=====Mit Python 3.4 Referenzen alle Dateien in einer Verzeichnisstruktur in der Oracle Datenbank speichern=====
**Aufgabe:**
Eine Verzeichnisstruktur auf einen Windows Server soll über Oracle Text in der Oracle Datenbank indiziert werden.
Dazu muss eine Referenz auf jede Datei in der Datenbank gespeichert werden.
Beim Laden soll auch der Datei Typ, die Datei Endung, der MIME Type, der MD5 Hash, die Größe der Datei und die Datumsfelder der Datei bestimmt und in die Ziel Tabelle geladen werden.
Später soll noch ein Vorschaubild und eine Zusammenfassung der Meta Daten der Datei, die Autor etc und die Sprache des Dokuments ermittelt werden.

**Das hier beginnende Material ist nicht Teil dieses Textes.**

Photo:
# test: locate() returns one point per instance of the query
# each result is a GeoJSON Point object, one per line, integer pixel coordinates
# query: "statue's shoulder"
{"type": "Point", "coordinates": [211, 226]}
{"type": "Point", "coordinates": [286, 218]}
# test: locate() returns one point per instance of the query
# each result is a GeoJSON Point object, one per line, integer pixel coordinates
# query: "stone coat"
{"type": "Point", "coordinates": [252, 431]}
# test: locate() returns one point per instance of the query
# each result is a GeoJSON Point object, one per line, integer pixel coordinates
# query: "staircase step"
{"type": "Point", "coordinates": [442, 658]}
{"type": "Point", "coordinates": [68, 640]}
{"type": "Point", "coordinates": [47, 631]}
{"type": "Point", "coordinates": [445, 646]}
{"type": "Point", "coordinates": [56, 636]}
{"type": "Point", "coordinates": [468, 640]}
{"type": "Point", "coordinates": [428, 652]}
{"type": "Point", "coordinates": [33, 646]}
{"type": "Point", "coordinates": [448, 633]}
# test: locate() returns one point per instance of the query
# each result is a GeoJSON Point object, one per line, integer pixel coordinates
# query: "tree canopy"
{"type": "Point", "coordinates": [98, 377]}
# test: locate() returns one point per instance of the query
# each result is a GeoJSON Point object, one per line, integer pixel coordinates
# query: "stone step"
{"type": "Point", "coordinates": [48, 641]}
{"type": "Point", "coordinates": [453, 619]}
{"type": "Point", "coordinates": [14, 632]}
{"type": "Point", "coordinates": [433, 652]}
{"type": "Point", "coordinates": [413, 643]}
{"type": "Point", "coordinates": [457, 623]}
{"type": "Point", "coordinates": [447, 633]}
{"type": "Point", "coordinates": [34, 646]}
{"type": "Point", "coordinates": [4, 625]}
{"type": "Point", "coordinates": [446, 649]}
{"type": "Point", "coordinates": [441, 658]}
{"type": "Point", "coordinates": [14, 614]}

Nach dem Laden werden die Daten mit Oracle Text indiziert, siehe dazu => [[dba:oracle_text_index_binary_data|Oracle Text für die Indizierung binärer Daten verwenden]]
Über eine APEX Oberfläche kann dann eine Suche über die Dateien durchgeführt werden siehe dazu => [[prog:oracle_apex_oracle_text_document_archive|Mit Oracle APEX 5 und Oracle Text ein Dokumentenarchive für technische Dokumentation aufbauen]].
----
==== Vorbereitung ====
=== Mit Unix Magic (file Befehl) den File Type bestimmen ====
Leider ist es mir unter Windows unter Python nicht gelungen, Magic direkt einzusetzen.
Normalerweise müssen nur die Windows DDL' von Magic zur Verfügung stehen und mit python-magic Package von https://github.com/ahupp/python-magic kann dann direkt in Python der File Typ und weitere Meta Daten ausgelesen werden.
Leider hat das aber bei mir nicht funktioniert.
.\python -m pip install python-magic
Libs von herunterladen:
* http://gnuwin32.sourceforge.net/packages/file.htm
* file über http://sourceforge.net/projects/gnuwin32/files/file/5.03/
* Dependencies wie lib1.dll und regex2.dll über http://gnuwin32.sourceforge.net/downlinks/file-dep-zip.php
Test:
import magic
magic_file_path= "D:\\tools\\file\\share\misc"
magic.Magic(magic_file =magic_file_path)
#Fehler:
...
D:\tools\file\share\misc/magic.mgc, 1: Warning: offset `ñ' invalid
D:\tools\file\share\misc/magic.mgc, 1: Warning: type `ñ' invalid
...
#usw..
Trotz einer weitere Versuche und Internet Recherche ist es mir nicht gelungen das hinzubekommen.
Daher rufe ich nun magic über "file.exe" direkt als Programm auf, dazu alle dll's (magic1.ddl, zlib1.dll und regex2.dll ) in das bin Verzeichnis von file kopieren.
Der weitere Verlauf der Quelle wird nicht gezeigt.